You have to very clearly tell your wife that you and your children will no longer interact with the part of her family who are drunkards, addicts, criminals and so forth. Quit being so nice and stand up to this. It’s hard but you have no choice but to do it.

You said that your wedding was at your wife’s aunt’s house. I assume this is one of the few rational, non-addicted members of the clan? If it is and if she has cut herself mostly off from the nutcase side of the family, why not seek advice and support from her to help our wife learn to set boundaries.

I also highly recommend that you and your wife attend Al-Anon meetings. There is also an organization for drug users.. Nar-Anon. They can help both of you learn how to implement tough love with your wife’s family. 
Boy do I feel for you.


----------



## Chewy (May 22, 2012)

Your right, I have been way to nice. And its funny I usually think of myself as someone that doesn't take any crap from anyone.

I didn't mean she was actually dieing right there, But it sure sounded like it all night long. And your right, That was a bad decision on my part I should have just got them a hotel and i have no idea why that didn't cross my mind.

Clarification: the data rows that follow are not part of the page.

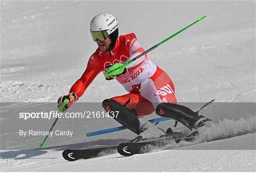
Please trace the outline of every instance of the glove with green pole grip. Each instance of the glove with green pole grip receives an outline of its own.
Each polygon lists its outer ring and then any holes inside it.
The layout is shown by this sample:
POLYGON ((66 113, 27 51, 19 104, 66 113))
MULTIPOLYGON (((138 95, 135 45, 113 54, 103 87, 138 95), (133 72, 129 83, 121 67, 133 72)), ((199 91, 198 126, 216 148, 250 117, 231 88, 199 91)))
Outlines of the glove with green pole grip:
MULTIPOLYGON (((122 64, 121 63, 116 63, 116 64, 122 64)), ((109 65, 107 66, 107 67, 104 70, 103 73, 105 74, 105 73, 111 67, 113 66, 113 65, 109 65)), ((115 75, 110 75, 110 76, 106 76, 106 80, 109 81, 110 80, 112 80, 114 79, 116 79, 118 76, 121 75, 124 75, 127 74, 128 74, 128 70, 127 70, 127 68, 126 67, 125 67, 123 69, 121 69, 121 70, 119 70, 119 71, 116 71, 116 73, 115 73, 115 75)))
POLYGON ((70 92, 67 95, 60 97, 58 99, 58 109, 60 112, 66 112, 77 99, 76 95, 73 92, 70 92), (66 103, 68 103, 65 104, 66 103))

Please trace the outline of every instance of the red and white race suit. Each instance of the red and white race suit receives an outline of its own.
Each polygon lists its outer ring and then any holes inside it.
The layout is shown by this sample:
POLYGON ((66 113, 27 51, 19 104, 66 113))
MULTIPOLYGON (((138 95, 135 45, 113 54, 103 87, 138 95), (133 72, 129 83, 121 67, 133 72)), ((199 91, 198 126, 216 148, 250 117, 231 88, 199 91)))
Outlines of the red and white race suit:
MULTIPOLYGON (((96 49, 90 58, 85 72, 70 92, 75 93, 78 98, 81 97, 96 76, 108 66, 124 63, 144 51, 134 33, 119 36, 111 50, 111 56, 109 52, 102 52, 99 48, 96 49)), ((116 79, 129 93, 111 99, 122 105, 129 100, 126 107, 135 109, 141 116, 153 113, 159 103, 176 103, 172 80, 146 54, 127 67, 128 73, 116 79)))

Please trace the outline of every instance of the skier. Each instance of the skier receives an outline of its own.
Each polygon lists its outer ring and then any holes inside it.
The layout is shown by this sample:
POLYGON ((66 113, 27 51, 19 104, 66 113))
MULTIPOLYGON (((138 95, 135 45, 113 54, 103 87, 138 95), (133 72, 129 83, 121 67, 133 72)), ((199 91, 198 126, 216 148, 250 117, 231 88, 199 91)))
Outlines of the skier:
MULTIPOLYGON (((133 33, 119 37, 118 19, 114 16, 100 14, 91 22, 92 40, 98 46, 89 59, 82 77, 70 89, 68 95, 61 97, 58 107, 64 99, 69 100, 66 109, 82 96, 93 79, 101 72, 104 74, 116 63, 124 63, 145 51, 133 33)), ((189 108, 176 104, 174 87, 168 74, 154 64, 146 54, 126 66, 116 76, 128 93, 106 99, 102 107, 106 111, 119 111, 114 118, 138 135, 134 140, 158 138, 165 132, 144 117, 155 111, 158 115, 177 121, 191 131, 210 125, 211 120, 189 108)))

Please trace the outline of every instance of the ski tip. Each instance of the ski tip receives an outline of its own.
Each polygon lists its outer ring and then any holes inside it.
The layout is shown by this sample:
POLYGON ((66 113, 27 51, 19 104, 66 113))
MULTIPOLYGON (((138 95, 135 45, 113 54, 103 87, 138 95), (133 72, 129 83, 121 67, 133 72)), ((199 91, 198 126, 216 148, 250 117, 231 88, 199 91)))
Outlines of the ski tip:
POLYGON ((206 17, 206 16, 204 16, 203 17, 199 17, 199 21, 200 22, 202 22, 203 20, 203 19, 206 17))
POLYGON ((44 148, 46 146, 46 144, 45 144, 44 143, 40 143, 39 146, 40 146, 40 148, 44 148))

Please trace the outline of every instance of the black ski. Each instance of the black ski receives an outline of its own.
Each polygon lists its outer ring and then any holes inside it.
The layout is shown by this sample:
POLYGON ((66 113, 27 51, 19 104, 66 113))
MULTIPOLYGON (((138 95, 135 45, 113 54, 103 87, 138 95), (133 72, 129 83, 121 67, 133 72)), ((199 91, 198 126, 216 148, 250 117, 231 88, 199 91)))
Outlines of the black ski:
POLYGON ((187 137, 179 138, 171 136, 138 142, 122 143, 118 146, 118 151, 120 155, 124 156, 145 153, 152 150, 151 148, 146 148, 147 146, 164 146, 170 143, 172 140, 174 140, 176 143, 179 143, 182 140, 190 141, 192 140, 198 133, 198 132, 195 132, 187 137))
POLYGON ((101 156, 101 154, 103 154, 103 152, 105 154, 106 153, 111 154, 116 151, 118 146, 118 145, 81 149, 66 149, 62 153, 62 156, 69 161, 74 161, 81 159, 87 159, 101 156))

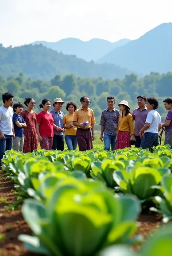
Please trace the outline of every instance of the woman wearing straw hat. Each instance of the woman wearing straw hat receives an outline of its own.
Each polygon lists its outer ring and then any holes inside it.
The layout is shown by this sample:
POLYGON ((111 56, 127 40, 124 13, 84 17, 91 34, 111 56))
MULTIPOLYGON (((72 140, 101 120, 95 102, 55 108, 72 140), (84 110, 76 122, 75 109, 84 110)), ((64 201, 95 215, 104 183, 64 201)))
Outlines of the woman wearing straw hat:
POLYGON ((126 101, 122 101, 118 106, 119 110, 122 113, 119 117, 117 135, 116 138, 116 144, 115 149, 131 147, 131 134, 132 140, 136 141, 133 119, 130 114, 128 103, 126 101))

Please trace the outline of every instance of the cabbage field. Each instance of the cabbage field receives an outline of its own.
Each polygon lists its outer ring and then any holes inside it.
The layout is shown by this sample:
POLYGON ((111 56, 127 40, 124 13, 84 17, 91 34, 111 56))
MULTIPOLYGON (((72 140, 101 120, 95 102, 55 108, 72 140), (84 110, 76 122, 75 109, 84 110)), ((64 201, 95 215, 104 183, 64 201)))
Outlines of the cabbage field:
POLYGON ((37 255, 171 255, 172 151, 153 150, 6 151, 3 172, 32 231, 19 240, 37 255), (162 224, 143 242, 136 231, 145 213, 162 224))

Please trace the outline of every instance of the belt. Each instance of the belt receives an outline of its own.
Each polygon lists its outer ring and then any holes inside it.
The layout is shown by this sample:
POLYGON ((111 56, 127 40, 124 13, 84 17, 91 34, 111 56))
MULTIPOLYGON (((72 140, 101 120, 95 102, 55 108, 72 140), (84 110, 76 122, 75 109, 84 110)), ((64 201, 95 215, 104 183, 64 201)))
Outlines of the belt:
POLYGON ((79 130, 82 130, 83 131, 90 131, 90 128, 87 128, 87 129, 85 129, 84 128, 77 128, 77 129, 79 129, 79 130))

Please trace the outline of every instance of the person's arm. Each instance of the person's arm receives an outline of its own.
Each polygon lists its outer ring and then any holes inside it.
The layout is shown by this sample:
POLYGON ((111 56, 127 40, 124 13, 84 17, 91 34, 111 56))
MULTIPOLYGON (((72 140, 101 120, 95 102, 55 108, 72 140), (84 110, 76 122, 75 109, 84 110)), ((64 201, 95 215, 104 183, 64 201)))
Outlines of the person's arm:
POLYGON ((161 124, 162 127, 167 127, 167 126, 169 126, 170 124, 170 123, 171 122, 171 120, 170 119, 167 119, 165 123, 163 123, 161 124))
POLYGON ((132 119, 133 119, 133 121, 135 121, 135 116, 134 115, 134 109, 133 110, 133 111, 132 111, 132 119))
POLYGON ((81 128, 85 128, 85 126, 82 123, 78 123, 78 112, 77 110, 75 111, 74 113, 74 115, 73 116, 73 125, 75 126, 77 126, 78 127, 80 127, 81 128))
POLYGON ((158 132, 159 132, 161 128, 162 128, 162 125, 161 123, 160 123, 158 126, 158 132))
POLYGON ((95 138, 94 134, 94 124, 95 123, 95 118, 94 117, 94 114, 93 111, 92 111, 91 118, 91 128, 92 131, 91 139, 94 141, 95 138))
POLYGON ((13 123, 13 130, 12 130, 12 131, 13 131, 13 139, 14 139, 16 136, 15 136, 15 131, 14 131, 14 124, 13 123))
POLYGON ((42 138, 40 135, 40 131, 39 130, 39 127, 40 127, 40 124, 38 123, 36 123, 36 133, 37 133, 37 135, 38 137, 38 139, 39 140, 39 141, 40 142, 41 142, 41 141, 42 141, 42 138))
POLYGON ((162 127, 167 127, 167 126, 169 126, 172 120, 172 113, 171 111, 169 111, 167 114, 166 121, 165 123, 161 124, 162 127))
POLYGON ((128 122, 130 129, 130 133, 131 135, 131 137, 133 141, 135 141, 136 139, 134 136, 134 126, 133 125, 133 119, 132 119, 132 116, 131 115, 128 115, 128 122))
POLYGON ((103 114, 103 112, 102 112, 101 116, 101 118, 100 121, 100 125, 101 125, 101 132, 100 139, 102 141, 104 141, 103 133, 105 130, 105 127, 106 124, 106 119, 103 114))

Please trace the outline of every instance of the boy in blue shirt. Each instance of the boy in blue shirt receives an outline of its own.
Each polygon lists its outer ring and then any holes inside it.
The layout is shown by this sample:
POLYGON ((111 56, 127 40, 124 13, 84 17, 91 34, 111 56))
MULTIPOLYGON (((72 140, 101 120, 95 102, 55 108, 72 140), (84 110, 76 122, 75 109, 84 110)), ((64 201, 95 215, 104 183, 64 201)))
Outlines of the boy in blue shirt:
POLYGON ((26 127, 25 121, 20 115, 23 110, 23 105, 21 102, 16 102, 13 105, 15 112, 13 115, 13 122, 15 137, 13 140, 13 149, 19 152, 23 151, 24 128, 26 127))

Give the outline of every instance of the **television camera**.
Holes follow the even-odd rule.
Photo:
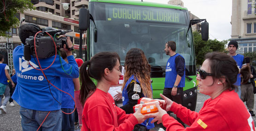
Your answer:
[[[37,27],[39,27],[38,26]],[[31,55],[34,57],[36,57],[35,50],[35,45],[37,57],[41,59],[46,59],[55,55],[56,49],[59,50],[60,48],[63,48],[64,44],[66,45],[66,48],[69,50],[73,50],[73,46],[70,48],[68,48],[67,42],[68,36],[61,38],[58,37],[59,35],[65,34],[67,33],[72,31],[72,30],[65,31],[51,27],[47,27],[42,29],[39,27],[39,33],[37,33],[35,38],[35,36],[30,36],[29,38],[26,39],[25,44],[24,45],[25,60],[29,61],[31,60]],[[72,42],[72,38],[70,36],[69,37],[70,37],[70,40]],[[54,43],[52,38],[55,43],[56,48],[55,48]]]

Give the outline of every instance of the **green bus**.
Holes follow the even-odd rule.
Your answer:
[[[165,44],[175,41],[176,52],[183,56],[186,62],[183,105],[195,110],[196,60],[190,25],[201,21],[190,21],[187,9],[180,6],[130,0],[91,0],[88,9],[80,9],[79,27],[81,30],[87,30],[87,60],[100,52],[116,52],[123,66],[130,49],[142,49],[151,66],[154,98],[161,98],[159,94],[163,93],[164,87],[165,67],[170,57],[164,51]],[[204,27],[208,27],[207,24]],[[208,39],[208,29],[205,28],[206,33],[204,34],[207,35]]]

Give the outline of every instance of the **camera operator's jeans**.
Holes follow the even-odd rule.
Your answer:
[[[21,126],[23,131],[36,131],[49,111],[42,111],[20,107]],[[39,131],[61,131],[61,110],[51,111]]]

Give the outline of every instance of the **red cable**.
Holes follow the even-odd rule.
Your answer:
[[[53,43],[54,44],[54,46],[55,47],[55,57],[54,57],[54,59],[53,60],[53,61],[52,61],[52,64],[51,64],[51,65],[50,65],[49,66],[48,66],[48,67],[42,69],[42,67],[41,67],[41,65],[40,65],[40,62],[39,62],[39,59],[38,59],[38,56],[37,56],[37,53],[36,53],[36,46],[35,46],[35,38],[36,36],[36,35],[37,35],[37,34],[39,33],[42,32],[42,31],[39,31],[35,35],[34,37],[34,45],[35,46],[35,56],[36,56],[36,59],[37,60],[37,62],[38,62],[38,65],[39,66],[39,67],[40,68],[40,69],[37,69],[35,68],[34,66],[33,66],[30,63],[29,63],[29,65],[30,65],[30,66],[31,67],[32,67],[34,69],[37,70],[40,70],[42,71],[42,73],[43,73],[43,75],[44,75],[44,76],[46,78],[46,79],[47,80],[47,81],[50,84],[51,84],[51,85],[52,85],[52,86],[53,86],[54,87],[55,87],[56,88],[57,88],[57,89],[62,91],[62,92],[64,92],[68,95],[69,95],[72,98],[72,99],[73,99],[73,100],[74,100],[74,102],[75,102],[75,108],[74,108],[74,110],[73,110],[72,112],[71,112],[71,113],[65,113],[63,111],[61,110],[61,111],[62,112],[63,112],[63,113],[64,113],[65,114],[71,114],[72,113],[73,113],[75,110],[76,110],[76,101],[75,101],[75,99],[74,99],[74,98],[72,97],[72,96],[69,94],[69,93],[65,92],[60,89],[59,89],[58,87],[55,87],[54,85],[53,85],[52,84],[52,83],[51,83],[51,82],[48,80],[48,79],[47,79],[47,78],[46,77],[46,76],[45,76],[45,73],[44,73],[44,71],[43,71],[43,70],[46,70],[47,69],[48,69],[49,67],[51,67],[51,66],[52,66],[52,64],[53,64],[53,63],[54,62],[54,61],[55,61],[55,59],[56,58],[56,55],[57,55],[57,48],[56,48],[56,44],[55,44],[55,42],[53,40],[53,38],[52,38],[52,36],[51,36],[51,35],[50,35],[50,34],[49,34],[47,32],[45,32],[46,33],[47,33],[48,35],[49,35],[49,36],[50,37],[51,37],[51,38],[52,38],[52,41],[53,41]],[[40,127],[41,127],[41,126],[42,126],[42,125],[43,125],[43,123],[44,123],[45,120],[46,119],[46,118],[47,118],[47,117],[48,116],[48,115],[49,115],[49,114],[50,114],[50,113],[51,112],[51,111],[49,111],[49,113],[48,113],[48,114],[46,116],[46,117],[45,118],[45,119],[43,121],[43,122],[42,122],[42,123],[41,124],[41,125],[40,125],[40,126],[39,126],[39,127],[38,128],[38,129],[37,129],[37,131],[38,131],[38,130],[40,128]]]

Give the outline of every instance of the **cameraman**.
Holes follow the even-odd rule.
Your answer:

Probably cause I was to busy being pissed at my wife and so unfocused as to come up with a smart level headed solution. 

Good post Ele, Thanks for making me think a little deeper I need it right now. Honestly though, I do have anger issues and I suppress it and that's where a lot of my balls went. 

I'm not scared to stand up to anyone or of confrontation in general, So its not that. Its simply my fear of hurting her, Shes really been through a lot and I hate adding to the list.

BTW. The aunts house where we were married, Yea shes a lesbian too. That's her bio moms sister, So it wasn't a real shocker to find out her bio mom had went that route as well.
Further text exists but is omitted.